Continuing from the document regarding the specialized init system, they have the following.

As you would in a more classic Linux environment, you can also use an init system to deal with those problems. However, normal init systems such as systemd or SysV are too complex and large for just this purpose, which is why we recommend that you use an init system such as tini, which is created especially for containers.

If you use a specialized init system, the init process has PID 1 and does the following:

Registers the correct signal handlers.

Makes sure that signals work for your app.

Reaps any eventual zombie processes.

Tini is recommended by many larger projects, providers and experts which is why it keeps making it to the list. For example docker mentions it all over including in their discussion about the init system in containers here https://github.com/docker-library/official-images#init

It is also recommended to use an init system if your container is

running multiple processes (eg. sub-processes, children, etc)
single process does not handle signals (eg. SIGTERM is ignored)

It seems like there could be some check for

a single process running (only PID 1)
the process handles signals

in which case an init system would not be needed. That said maybe the test runs when there are no child processes but later in the lifecycle a child process starts... how do we know?

My understanding of the objection to this test is that it is only checking for a list of validated "good" init systems in this test is that the test is not all-inclusive of init systems that meet the recommendations for a minimal init system that meets the requirements listed above.

Sometimes testing functionality, and application qualities/attributes is difficult to implement or the test coverage area is open-ended and ambiguous. That can happen because the current landscape is large or it is actively growing/changing). When that is the case and time/resources/priorties do not support implementing this type of more extensive and open ended testing a short cut is used: find pre-validated options and use those as a reference list of good choices. This is what happened with this test.

A few items that the test coverage to allow any init system would include the items previously listed:

Registers the correct signal handlers.
Makes sure that signals work for your app.
Reaps any eventual zombie processes. but it also needs to validate that the init system is not too complex. What would that testing look like? How would you check for the complexity seen in systemd? You could create a list of "bad init" systems. We are just going the other way though.

I would love to see a set of tests that can let us keep this flexible enforce the best practices for containers.

In the meantime if there is an application that does not pass this test, that we care about for passing, then I would like to examine the application and see how we can improve the test or the application. For example if a CNF uses an unlisted open source init system that could be considered minimal and handles the init requirements for a container then we can add that init system to the list.

If the init system is closed source and unknown... well I do not know what to do regarding this test when we have no other tests validating if it is minimal (not complex) and handling all requirements.

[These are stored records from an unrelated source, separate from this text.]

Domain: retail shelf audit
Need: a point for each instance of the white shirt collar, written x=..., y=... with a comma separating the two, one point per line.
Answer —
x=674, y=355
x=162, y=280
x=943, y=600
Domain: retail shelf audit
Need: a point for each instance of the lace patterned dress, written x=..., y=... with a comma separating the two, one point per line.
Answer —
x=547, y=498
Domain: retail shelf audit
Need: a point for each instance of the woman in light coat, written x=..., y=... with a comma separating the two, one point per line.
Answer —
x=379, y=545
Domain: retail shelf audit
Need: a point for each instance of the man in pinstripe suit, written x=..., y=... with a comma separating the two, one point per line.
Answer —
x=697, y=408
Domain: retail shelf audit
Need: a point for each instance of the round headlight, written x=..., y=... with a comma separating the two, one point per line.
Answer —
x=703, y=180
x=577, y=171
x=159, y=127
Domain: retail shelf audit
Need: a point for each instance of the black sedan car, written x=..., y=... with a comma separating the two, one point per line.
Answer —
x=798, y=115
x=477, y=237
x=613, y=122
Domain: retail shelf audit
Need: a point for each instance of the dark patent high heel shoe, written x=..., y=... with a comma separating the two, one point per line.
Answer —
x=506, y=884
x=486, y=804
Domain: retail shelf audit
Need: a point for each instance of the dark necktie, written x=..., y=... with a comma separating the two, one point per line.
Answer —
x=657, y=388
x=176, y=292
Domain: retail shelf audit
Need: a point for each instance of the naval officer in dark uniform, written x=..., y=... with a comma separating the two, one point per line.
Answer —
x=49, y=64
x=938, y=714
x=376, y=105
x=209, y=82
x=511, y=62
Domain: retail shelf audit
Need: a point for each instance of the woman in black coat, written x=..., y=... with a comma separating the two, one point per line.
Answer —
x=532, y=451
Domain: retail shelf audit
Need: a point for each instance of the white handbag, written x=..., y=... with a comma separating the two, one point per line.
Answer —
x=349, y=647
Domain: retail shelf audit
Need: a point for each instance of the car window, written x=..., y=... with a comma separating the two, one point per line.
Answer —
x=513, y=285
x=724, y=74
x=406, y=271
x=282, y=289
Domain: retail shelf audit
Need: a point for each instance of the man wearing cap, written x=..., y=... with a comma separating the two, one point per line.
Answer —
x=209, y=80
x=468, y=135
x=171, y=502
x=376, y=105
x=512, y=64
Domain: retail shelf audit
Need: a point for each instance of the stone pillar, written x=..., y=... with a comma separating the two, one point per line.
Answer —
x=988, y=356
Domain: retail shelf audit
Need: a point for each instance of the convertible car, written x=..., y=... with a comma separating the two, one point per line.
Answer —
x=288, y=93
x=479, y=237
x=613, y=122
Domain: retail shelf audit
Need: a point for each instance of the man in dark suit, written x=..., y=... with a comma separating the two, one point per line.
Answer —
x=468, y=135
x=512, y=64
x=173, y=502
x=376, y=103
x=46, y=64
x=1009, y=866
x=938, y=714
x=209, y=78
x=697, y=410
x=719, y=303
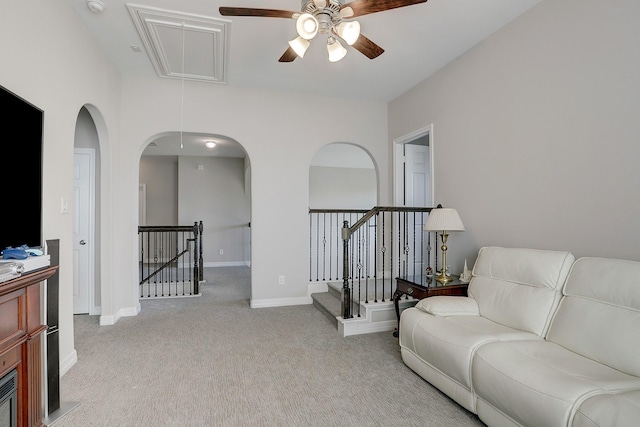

The single process situation should be handled separately from multiple processes IMO

tomkivlin commented 2 months ago

Reading this, it feels that it's not about whether a specialised init system is a best practice or not (I think everyone in the thread agrees it is), but a measure on the importance of that best practice.

It feels like this is a more generic question: how do we guage whether a best practice is essential or not? What are the metrics by which we define a best practice as essential?

Feels like once we have such a definition, we can then discuss the original point which wasn't whether this is a best practice or not, but whether it is essential or not.